Wednesday, December 26, 2012

Religion in the Early Modern World

Brown University historian Linford Fisher and the students in his "Religion and the Early Modern Atlantic World" course have put together a very helpful annotated bibliography of some of the best scholarship in the field. 

Attention graduate students:  add these books to your reading lists!

Here is a taste of Fisher's description of the project:

In short, on the pages that follow, we have attempted to rethink the received geographical, temporal, and topical boundaries of the early modern period. Using religion as a primary lens of analysis, we have tried to put the following areas and eras into conversation, even when—or perhaps precisely when—such conversation is non-existent in the literature at present:

1) Early modern European religious history (era of Protestant reform and Catholic renewal)
2) Western European expansion – into Asia, the Caribbean, the Americas, and Africa
3) Atlantic world history, particularly the religious history of the Atlantic world
4) The history of religion in America (which often operates narrowly, within the boundaries of the present-day U.S.)

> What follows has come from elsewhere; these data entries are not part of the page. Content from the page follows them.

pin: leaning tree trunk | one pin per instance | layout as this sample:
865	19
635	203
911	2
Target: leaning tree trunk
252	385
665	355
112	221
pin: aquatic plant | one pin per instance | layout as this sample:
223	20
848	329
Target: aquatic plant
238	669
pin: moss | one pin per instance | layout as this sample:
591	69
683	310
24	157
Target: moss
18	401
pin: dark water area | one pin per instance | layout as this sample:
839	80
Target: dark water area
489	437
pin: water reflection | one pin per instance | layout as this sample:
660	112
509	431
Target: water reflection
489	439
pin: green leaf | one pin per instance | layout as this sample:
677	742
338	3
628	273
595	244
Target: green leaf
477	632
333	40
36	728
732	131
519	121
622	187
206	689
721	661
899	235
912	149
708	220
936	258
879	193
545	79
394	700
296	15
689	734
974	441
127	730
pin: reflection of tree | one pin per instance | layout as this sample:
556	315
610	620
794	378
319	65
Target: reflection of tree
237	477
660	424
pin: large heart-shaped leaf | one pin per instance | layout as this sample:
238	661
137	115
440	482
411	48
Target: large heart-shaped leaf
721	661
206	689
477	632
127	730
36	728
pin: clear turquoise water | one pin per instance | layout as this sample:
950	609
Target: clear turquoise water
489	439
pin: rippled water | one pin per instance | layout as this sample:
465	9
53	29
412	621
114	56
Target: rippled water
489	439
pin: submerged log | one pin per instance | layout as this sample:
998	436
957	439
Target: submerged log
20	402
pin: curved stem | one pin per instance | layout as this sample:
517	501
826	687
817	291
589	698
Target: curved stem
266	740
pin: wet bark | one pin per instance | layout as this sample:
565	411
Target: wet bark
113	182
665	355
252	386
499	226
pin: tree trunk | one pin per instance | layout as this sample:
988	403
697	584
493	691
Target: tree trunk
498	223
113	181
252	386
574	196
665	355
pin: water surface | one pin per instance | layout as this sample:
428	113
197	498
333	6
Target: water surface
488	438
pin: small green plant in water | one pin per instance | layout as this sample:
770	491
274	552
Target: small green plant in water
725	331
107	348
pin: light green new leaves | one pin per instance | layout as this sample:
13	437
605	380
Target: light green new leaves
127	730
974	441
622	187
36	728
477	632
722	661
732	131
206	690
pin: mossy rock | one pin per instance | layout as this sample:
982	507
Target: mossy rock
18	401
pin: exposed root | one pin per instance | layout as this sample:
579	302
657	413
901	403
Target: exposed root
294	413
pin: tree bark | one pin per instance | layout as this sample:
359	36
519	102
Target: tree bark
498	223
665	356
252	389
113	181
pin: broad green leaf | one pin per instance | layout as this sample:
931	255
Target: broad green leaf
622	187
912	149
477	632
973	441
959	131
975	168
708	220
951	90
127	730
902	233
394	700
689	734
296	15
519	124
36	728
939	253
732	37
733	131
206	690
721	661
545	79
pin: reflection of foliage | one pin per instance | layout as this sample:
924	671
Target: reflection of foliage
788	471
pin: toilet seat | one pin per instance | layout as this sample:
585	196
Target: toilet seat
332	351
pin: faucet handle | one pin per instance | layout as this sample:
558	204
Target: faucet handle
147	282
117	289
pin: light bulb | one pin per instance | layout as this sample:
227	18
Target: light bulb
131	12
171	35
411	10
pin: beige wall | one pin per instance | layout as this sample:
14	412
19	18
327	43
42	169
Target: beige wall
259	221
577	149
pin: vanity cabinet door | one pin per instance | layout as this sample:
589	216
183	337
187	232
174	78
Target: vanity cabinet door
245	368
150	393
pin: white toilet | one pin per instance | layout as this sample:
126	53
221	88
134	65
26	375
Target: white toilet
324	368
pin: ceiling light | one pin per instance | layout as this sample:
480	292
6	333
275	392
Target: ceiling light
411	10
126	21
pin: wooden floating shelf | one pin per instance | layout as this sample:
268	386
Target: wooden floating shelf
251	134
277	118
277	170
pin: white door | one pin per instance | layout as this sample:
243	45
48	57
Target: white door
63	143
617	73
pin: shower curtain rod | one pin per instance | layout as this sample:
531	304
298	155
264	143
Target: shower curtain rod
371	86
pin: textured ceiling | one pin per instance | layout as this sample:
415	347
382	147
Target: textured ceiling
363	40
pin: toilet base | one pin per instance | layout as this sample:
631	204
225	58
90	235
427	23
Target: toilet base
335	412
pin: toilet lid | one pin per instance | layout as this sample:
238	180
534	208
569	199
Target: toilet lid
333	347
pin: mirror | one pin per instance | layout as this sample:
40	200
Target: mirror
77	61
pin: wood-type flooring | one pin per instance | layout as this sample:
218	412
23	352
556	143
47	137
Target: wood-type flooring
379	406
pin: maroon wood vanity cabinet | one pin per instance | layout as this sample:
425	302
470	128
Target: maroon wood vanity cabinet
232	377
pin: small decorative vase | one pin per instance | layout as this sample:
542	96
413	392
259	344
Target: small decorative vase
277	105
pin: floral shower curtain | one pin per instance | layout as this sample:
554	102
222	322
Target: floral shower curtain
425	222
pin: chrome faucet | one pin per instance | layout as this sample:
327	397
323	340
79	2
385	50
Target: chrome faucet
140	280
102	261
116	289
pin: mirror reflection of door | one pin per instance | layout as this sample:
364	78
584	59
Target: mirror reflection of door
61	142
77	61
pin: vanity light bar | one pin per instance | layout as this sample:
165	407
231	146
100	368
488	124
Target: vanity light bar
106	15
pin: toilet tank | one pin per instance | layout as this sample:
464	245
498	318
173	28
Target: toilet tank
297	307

Taking all these various geographies together highlights the incredible motion of people, goods, and ideas in ways that are truly global. If one of the critiques of Atlantic world histories has been that they are artificially limiting in terms of geography (see Peter Coclanis’ “Atlantic World or Atlantic / World?” [2006]), the approach we have taken here is an explicit attempt to partially remedy such geographic limitations. By considering North America and the Atlantic World in tandem with early modern Europe and considering the full expanse of early modern empires, a more accurate, full span of early modern religious activity comes into focus. Jesuit missionaries in China and India; English Protestant ministers in Japan, Goa, and Istanbul; Protestant merchants and ministers circulating through the Ottoman Empire, coming into contact with Jews and Muslims alike; Catholic popular devotional practices being transported to the shores of South America by “unorthodox” laypersons; Puritan colonists founding Boston and Providence Island deep in the Spanish Atlantic empire; Jewish and Moravian merchants moving from continental Europe to North America to Brazil and Caribbean islands; all reveal the interwoven, overlapping, and textured worlds of Protestant, Catholic, Jewish, and Muslim renewal and expansion into the various corners of the early modern world.